History: I recently discovered an odd behaviour with using Webpack and dynamic imports. First I thought it might be the 3rd-party library 'Loadable Components' I used, so I opened a bug issue (https://github.com/gregberge/loadable-components/issues/517) on their end. The author replied telling me that the behaviour is coming from Webpack and the dynamic imports themselves.
I can stand the fact that it does not tree-shake the dynamic import, for me it is more important to understand why that is the case.

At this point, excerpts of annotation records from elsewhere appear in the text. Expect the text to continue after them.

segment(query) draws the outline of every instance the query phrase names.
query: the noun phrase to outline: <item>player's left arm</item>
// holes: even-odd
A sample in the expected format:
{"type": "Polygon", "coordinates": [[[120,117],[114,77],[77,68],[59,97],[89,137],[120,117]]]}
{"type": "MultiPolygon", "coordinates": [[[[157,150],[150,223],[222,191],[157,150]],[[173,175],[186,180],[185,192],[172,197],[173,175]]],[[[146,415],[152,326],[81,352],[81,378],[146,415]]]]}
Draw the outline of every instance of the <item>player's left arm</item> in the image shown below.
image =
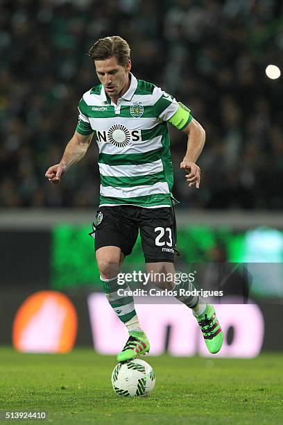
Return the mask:
{"type": "Polygon", "coordinates": [[[179,103],[178,110],[169,119],[169,122],[188,136],[187,152],[180,167],[187,172],[185,178],[189,186],[196,185],[198,189],[200,181],[200,169],[196,162],[205,144],[205,131],[200,123],[193,118],[187,106],[179,103]]]}

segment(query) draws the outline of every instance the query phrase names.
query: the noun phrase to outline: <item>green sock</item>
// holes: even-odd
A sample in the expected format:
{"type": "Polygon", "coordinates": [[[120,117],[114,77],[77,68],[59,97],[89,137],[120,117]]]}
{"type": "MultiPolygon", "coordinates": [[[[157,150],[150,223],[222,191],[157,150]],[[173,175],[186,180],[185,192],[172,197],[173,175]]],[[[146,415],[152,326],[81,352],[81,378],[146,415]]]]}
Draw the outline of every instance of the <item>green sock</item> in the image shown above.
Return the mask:
{"type": "Polygon", "coordinates": [[[103,279],[101,281],[105,293],[106,298],[111,307],[123,323],[128,322],[137,315],[135,310],[134,299],[132,295],[123,294],[124,291],[130,291],[130,289],[127,283],[118,285],[117,278],[114,279],[103,279]],[[120,294],[118,294],[120,290],[120,294]]]}
{"type": "Polygon", "coordinates": [[[179,285],[175,285],[173,288],[173,290],[177,291],[178,294],[175,298],[189,308],[195,308],[196,307],[198,304],[199,297],[198,295],[185,294],[184,291],[192,292],[194,290],[196,290],[196,288],[189,279],[185,282],[181,282],[179,285]]]}

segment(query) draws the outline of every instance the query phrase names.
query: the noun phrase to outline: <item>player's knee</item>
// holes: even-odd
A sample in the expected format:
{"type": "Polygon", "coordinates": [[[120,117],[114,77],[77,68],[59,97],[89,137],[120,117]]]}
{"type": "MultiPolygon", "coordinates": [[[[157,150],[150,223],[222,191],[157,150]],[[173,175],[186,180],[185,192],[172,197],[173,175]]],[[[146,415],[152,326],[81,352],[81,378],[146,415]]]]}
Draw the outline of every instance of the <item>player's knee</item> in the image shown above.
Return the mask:
{"type": "Polygon", "coordinates": [[[102,278],[112,279],[115,278],[119,272],[120,265],[112,259],[99,258],[97,260],[97,266],[102,278]]]}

Demo repository to demonstrate the behaviour can be found here: https://github.com/dazlious/treeshaking-dynamic-imports
Short description of the problem: From my perspective, an imported named export should not force all the exported code to be bundled within it.

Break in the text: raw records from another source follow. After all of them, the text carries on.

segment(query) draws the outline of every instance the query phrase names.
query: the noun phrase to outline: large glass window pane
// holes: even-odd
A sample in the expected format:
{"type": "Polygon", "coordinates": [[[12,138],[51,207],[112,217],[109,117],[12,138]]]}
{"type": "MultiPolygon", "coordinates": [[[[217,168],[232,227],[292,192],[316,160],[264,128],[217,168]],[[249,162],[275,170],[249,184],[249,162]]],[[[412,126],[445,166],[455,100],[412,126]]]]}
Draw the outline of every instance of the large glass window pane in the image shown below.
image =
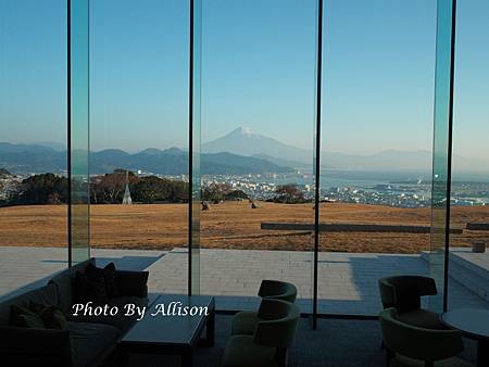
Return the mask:
{"type": "Polygon", "coordinates": [[[325,1],[318,311],[427,275],[437,2],[325,1]]]}
{"type": "Polygon", "coordinates": [[[316,1],[202,2],[201,293],[311,312],[316,1]]]}
{"type": "Polygon", "coordinates": [[[97,257],[188,280],[189,1],[90,2],[90,242],[97,257]]]}
{"type": "Polygon", "coordinates": [[[0,298],[67,266],[66,145],[66,1],[1,0],[0,298]]]}
{"type": "Polygon", "coordinates": [[[459,1],[448,308],[489,307],[489,3],[459,1]],[[484,251],[484,249],[486,249],[484,251]]]}
{"type": "Polygon", "coordinates": [[[71,261],[90,257],[89,1],[70,0],[71,261]]]}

In the demo case we have a component (./lib/index.jsx) that has two sub components called module1 (./lib/module1/module1.jsx) and module2 (./lib/module1/module2.jsx). Module1 exports a constant called FOO_BAR that is then imported by Module2 as a named import.
When looking at the build output, you'll find Module2 containing Module1 in whole and not only the string that is specifically imported.

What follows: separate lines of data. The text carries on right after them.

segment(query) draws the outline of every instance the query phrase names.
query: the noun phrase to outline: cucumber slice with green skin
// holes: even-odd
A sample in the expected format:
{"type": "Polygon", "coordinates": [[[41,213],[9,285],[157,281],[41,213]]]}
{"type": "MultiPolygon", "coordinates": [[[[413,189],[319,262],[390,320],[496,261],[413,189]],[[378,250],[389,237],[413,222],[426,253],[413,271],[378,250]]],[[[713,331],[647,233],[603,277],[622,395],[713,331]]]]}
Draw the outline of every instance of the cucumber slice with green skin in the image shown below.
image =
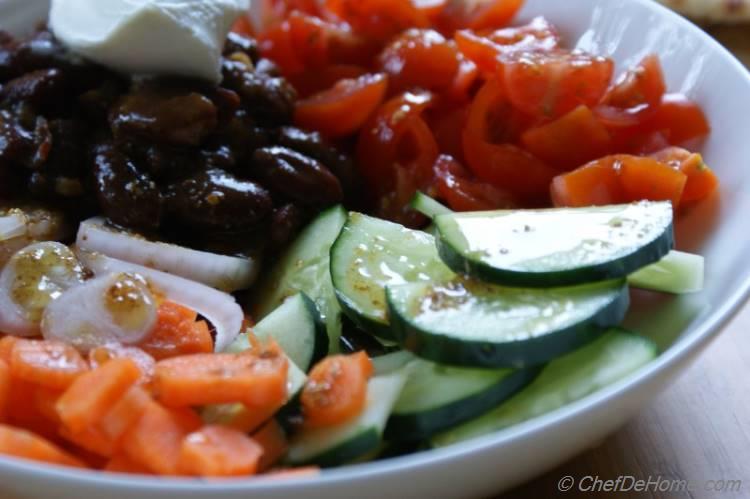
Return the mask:
{"type": "Polygon", "coordinates": [[[674,246],[669,202],[454,213],[435,226],[450,268],[504,286],[624,278],[674,246]]]}
{"type": "Polygon", "coordinates": [[[361,213],[349,215],[331,248],[331,277],[344,313],[386,339],[392,335],[385,286],[451,276],[432,236],[361,213]]]}
{"type": "Polygon", "coordinates": [[[415,359],[388,419],[386,439],[423,440],[473,419],[528,385],[540,371],[467,369],[415,359]]]}
{"type": "Polygon", "coordinates": [[[656,263],[628,276],[634,288],[662,293],[687,294],[703,290],[704,259],[700,255],[670,251],[656,263]]]}
{"type": "Polygon", "coordinates": [[[315,303],[305,293],[287,298],[253,327],[259,339],[273,338],[297,367],[309,371],[328,353],[328,334],[315,303]]]}
{"type": "Polygon", "coordinates": [[[419,191],[414,194],[414,197],[409,203],[409,206],[411,206],[413,210],[418,211],[427,218],[435,218],[438,215],[447,215],[448,213],[453,213],[453,210],[451,210],[447,206],[439,203],[427,194],[419,191]]]}
{"type": "Polygon", "coordinates": [[[306,430],[292,439],[286,462],[330,467],[354,461],[377,451],[388,416],[406,382],[406,373],[371,378],[367,403],[354,420],[330,428],[306,430]]]}
{"type": "Polygon", "coordinates": [[[334,206],[313,220],[257,285],[250,307],[263,319],[284,301],[302,291],[321,313],[329,347],[336,350],[341,336],[341,309],[330,276],[330,249],[346,222],[346,210],[334,206]]]}
{"type": "Polygon", "coordinates": [[[617,326],[624,279],[565,288],[506,288],[460,278],[389,286],[391,327],[419,357],[465,367],[543,364],[617,326]]]}
{"type": "Polygon", "coordinates": [[[496,409],[430,439],[444,447],[502,430],[580,400],[637,371],[658,355],[650,340],[613,329],[550,362],[539,377],[496,409]]]}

Is anyone with deep knowledge of Webpack and/or dynamic imports around here? Would be happy to learn more about the behaviour.
I edited the webpack.config to be:
const path = require('path');
const TerserPlugin = require('terser-webpack-plugin');
const { BundleAnalyzerPlugin } = require('webpack-bundle-analyzer');
const baseDir = path.resolve(__dirname);
const config = {
mode: process.env.NODE_ENV,
stats: 'minimal',
resolve: {
extensions: ['.js', '.jsx'],
symlinks: false,
},
plugins: [
new BundleAnalyzerPlugin({
analyzerMode: 'static',
openAnalyzer: false,
reportFilename: 'analyze.html',
}),
],
target: 'web',
devtool: 'hidden-source-map',
entry: {
bundle: [path.resolve(baseDir, 'lib')],
},
optimization: {
minimize: true,
minimizer: [
new TerserPlugin({
parallel: true,
}),
],
mangleWasmImports: true,
splitChunks: {
cacheGroups: {
default: false,
vendors: false,
vendor: {
name: 'vendor',
chunks: 'all',
test: /node_modules/,
priority: 20
},
common: {
name: 'common',
minChunks: 2,
chunks: 'all',
priority: 10,
reuseExistingChunk: true,
enforce: true
}
}
},
},
output: {
chunkFilename: '[name].[chunkhash].js',
publicPath: '/',
path: path.join(baseDir, 'dist'),
filename: '[name].[hash].js',
},
module: {
rules: [
{
test: /^.*\.jsx?$/,
include: [path.resolve(baseDir, 'lib')],
loader: 'babel-loader?cacheDirectory',
},
{
test: /\.mjs$/,
include: /node_modules/,
type: 'javascript/auto',
},
],
},
};
module.exports = config;
I think this has the result you are looking for? image of bunde analyzer showing modules in their own bundles
I think it requires the splitChunks option to actually tree-shake the components properly. I have spend a lot of time trying to figure webpack out, but I'm still guessing here.